Sometimes before we can put one group of plants in we have to remove another group. This is of course most common in the annual areas. One of my major annual plantings is the Cutting Garden next to the Greenhouse. Most years I only do a summer planting there but this year we had the Garden Club of America national meeting in Indianapolis. Something had to be done for an earlier show. In these still rough economic times, buying enough pansies or other Spring ornamental to cover the whole area was out of the question. So what to do? Mix it up and make it work. I bought some pansies for a few spots so there would be instant color. For the rest of the area? Lettuce. Direct sown lettuce.
A few years back I did a lettuce planting in what is now Nonie’s Garden at the main IMA entrance. For that I started plants under fluorescent lights and made an intricate design.
This year would need to be simpler, just a simple pattern of green and red lettuce. The weather was not the best so I got the seed planted a bit late, resulting in a less lengthy period of ornamental value from the lettuce plants. Eventually the planting turned out quite nice.
Since the plants were started late, they were actually right at harvest size this week when I needed to remove them for the summer annuals. You don’t waste that much produce in a trip to the compost pile. We contacted Second Helpings, an Indianapolis based non profit community kitchen specializing in food rescue, fighting hunger and culinary training, and they said they would accept the lettuce.
I had a larger than usual group of volunteers that morning so we went to work immediately. I could not harvest until we weeded the beds. I just couldn’t.
Then we had to first harvest the plants from seeds that fell outside the pattern. We had to. I’m telling you we absolutely had to.
And then we had these beautiful beds for a few minutes before harvesting began.
Here’s part of the haul.
By the time we finished both beds we were able to give Second Helpings over 117 pounds of lettuce – all that from 3 ounces of seed. Pretty good seed to product ratio, considering I wasn’t even trying to grow a crop. We will have more produce later when Jonathon’s vegetables in the Tanner Orchard start producing.

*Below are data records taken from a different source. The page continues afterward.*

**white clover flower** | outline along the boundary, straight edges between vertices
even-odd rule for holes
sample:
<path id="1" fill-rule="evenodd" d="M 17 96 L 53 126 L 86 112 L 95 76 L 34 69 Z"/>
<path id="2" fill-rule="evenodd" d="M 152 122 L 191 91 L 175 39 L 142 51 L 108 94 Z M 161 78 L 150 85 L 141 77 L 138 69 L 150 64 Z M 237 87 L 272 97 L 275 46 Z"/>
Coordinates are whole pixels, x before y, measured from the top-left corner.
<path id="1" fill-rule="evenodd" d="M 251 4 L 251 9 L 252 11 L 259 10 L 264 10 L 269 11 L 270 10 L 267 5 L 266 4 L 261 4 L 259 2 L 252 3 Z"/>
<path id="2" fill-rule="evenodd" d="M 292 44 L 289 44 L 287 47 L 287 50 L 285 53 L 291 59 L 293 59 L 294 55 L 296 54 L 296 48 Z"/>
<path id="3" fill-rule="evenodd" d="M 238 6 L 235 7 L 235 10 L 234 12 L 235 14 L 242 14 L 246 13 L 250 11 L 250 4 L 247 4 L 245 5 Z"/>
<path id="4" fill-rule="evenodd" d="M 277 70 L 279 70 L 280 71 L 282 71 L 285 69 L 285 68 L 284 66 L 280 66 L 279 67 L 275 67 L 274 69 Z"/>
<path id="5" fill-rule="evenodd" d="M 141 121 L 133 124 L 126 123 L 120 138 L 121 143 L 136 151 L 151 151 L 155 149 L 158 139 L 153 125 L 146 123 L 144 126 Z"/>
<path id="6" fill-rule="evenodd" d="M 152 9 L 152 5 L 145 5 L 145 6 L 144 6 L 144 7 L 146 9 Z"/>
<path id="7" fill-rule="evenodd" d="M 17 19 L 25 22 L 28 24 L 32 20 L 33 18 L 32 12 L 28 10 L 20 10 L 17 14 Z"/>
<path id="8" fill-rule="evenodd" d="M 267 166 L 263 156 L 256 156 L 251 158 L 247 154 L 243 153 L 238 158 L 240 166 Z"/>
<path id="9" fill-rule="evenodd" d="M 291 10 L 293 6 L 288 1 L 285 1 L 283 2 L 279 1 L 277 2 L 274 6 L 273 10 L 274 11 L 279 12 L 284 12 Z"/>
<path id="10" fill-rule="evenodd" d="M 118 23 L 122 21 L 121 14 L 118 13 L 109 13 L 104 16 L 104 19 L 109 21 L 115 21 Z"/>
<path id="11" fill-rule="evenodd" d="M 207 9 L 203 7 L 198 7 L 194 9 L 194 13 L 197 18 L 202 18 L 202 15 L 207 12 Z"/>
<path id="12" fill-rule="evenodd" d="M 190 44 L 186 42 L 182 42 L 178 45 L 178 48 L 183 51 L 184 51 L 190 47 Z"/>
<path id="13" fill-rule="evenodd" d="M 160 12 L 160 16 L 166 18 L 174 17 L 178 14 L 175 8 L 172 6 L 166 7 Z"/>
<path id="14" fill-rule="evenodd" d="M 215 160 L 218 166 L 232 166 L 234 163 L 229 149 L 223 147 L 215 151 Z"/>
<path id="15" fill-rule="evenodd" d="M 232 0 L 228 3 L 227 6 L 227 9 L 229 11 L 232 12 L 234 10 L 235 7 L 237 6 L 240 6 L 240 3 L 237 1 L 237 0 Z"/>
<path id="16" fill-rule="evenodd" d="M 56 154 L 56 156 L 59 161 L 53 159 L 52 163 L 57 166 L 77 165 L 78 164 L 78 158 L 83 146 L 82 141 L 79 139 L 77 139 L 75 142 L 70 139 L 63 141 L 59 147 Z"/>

I replaced the lettuce with Celosia and SunPatiens® (similar in appearance to New Guinea impatiens) that were a gift from Sakata Seed. Thank you Sakata®!
I’ll report on them more later in the summer hopefully. This is my first time growing the SunPatiens® in quantity. You will be able to see all three forms – Vigorous, Compact, and Spreading in a variety of colors. Impatiens have come a long way since the days of “Shady Lady.”
So don’t let a little heat keep you shut in at home. Hot damn! It’s gonna be a colorful summer.